Used diesel sales and prices set to rise following ICE ban
Sales of used diesel cars up to four years old accounted for just 16.1% of cars sold in August, but that may change in the future following Sunak’s delay on banning new internal combustion engine (ICE) car sales until 2035, according to Indicata.
Its latest Market Watch report saw used diesel car sales fall to a record low in August while used petrol sales rose to 54.6% and hybrids and battery electric vehicles (BEVs) comprised 22.5% and 6.6% respectively.
However, Indicata UKs’ group sales director Jon Mitchell expects the PM’s announcement to inject new life into diesel sales and expects used prices to rise.
“New car diesel sales have only fallen in recent years due to the 2030 deadline, but we could see sales of new and used diesel cars rise now that the ICE ban has been extended to 2035,” he said.
“Diesel engines still offer the best combination of fuel economy and practicality, particularly with larger SUV and 4x4 owners.
“And with used diesel stocks falling in line with new car sales for a number of years we could see demand exceeding supply which will push up prices.”
Indicata saw used EV prices fall again in August by 1.4% points which makes them 35.5% lower than in January 2022.
The fall in prices continues to speed up sales with the Market Days’ Supply (MDS) - derived from dividing the currently available supply of cars by the average daily retail sales rate over the past 45 days - of used EVs at just 45.7 days which is now the lowest in Europe.
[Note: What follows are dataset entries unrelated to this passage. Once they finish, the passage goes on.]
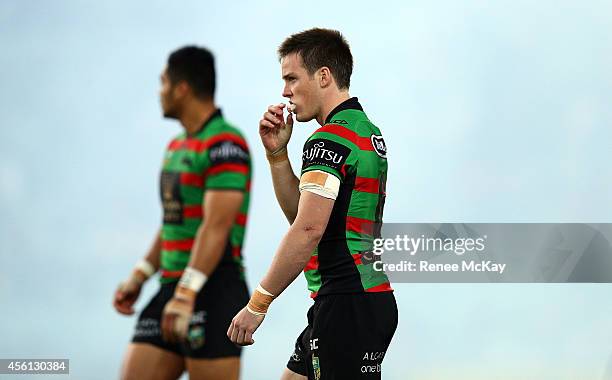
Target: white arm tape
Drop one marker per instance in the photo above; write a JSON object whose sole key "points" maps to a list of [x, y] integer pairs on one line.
{"points": [[320, 183], [261, 290], [145, 267], [192, 279]]}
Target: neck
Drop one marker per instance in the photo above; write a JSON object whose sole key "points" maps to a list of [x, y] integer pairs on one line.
{"points": [[330, 103], [195, 114]]}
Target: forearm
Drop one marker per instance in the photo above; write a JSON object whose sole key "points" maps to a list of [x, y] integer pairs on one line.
{"points": [[154, 253], [286, 188], [208, 248], [291, 257]]}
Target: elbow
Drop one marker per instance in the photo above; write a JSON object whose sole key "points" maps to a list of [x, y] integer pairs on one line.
{"points": [[313, 233]]}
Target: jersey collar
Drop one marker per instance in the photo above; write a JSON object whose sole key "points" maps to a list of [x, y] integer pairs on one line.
{"points": [[205, 124], [349, 104]]}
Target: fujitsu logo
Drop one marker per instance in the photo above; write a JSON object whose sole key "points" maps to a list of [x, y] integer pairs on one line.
{"points": [[318, 151]]}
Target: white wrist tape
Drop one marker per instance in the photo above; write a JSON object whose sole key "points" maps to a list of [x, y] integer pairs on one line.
{"points": [[264, 291], [145, 267], [320, 183], [192, 279], [253, 311]]}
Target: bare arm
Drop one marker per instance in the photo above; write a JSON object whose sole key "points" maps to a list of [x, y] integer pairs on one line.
{"points": [[275, 134], [220, 210], [290, 259], [286, 188], [302, 238]]}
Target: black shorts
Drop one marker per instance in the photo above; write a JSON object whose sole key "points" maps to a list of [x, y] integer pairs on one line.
{"points": [[346, 338], [221, 298]]}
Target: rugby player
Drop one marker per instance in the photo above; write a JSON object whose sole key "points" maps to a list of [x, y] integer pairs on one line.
{"points": [[335, 210], [205, 181]]}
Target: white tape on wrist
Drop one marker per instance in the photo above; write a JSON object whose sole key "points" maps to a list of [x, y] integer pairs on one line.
{"points": [[254, 312], [192, 279], [145, 267]]}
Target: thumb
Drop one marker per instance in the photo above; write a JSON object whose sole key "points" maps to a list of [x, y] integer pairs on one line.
{"points": [[289, 121]]}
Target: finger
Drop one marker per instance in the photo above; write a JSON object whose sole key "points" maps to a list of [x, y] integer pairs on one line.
{"points": [[181, 326], [235, 332], [123, 308], [240, 338], [276, 109], [272, 118], [248, 338], [167, 327], [119, 294], [266, 124], [229, 329]]}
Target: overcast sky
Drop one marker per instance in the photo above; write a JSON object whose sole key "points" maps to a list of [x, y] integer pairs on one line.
{"points": [[492, 112]]}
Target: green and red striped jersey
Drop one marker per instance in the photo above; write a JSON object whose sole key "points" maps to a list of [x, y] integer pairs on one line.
{"points": [[216, 157], [351, 148]]}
The increased demand for used EVs is reinforced in August’s top three fastest-selling used cars all being alternative fuel – the Toyota Prius, the BMW i3 and the VW ID.3.
Meanwhile, the Ford Fiesta remains the UK’s top selling used car followed by the VW Golf, and Mercedes A-Class.
“The demand for used EVs continues to rise on the back of falling prices and the MDS has fallen to the lowest in Europe,” said Mitchell.
“It will be interesting to see how the Prime Minister’s recent announcement impacts the demand for used EVs as consumers now have more time to make the switch to electric.”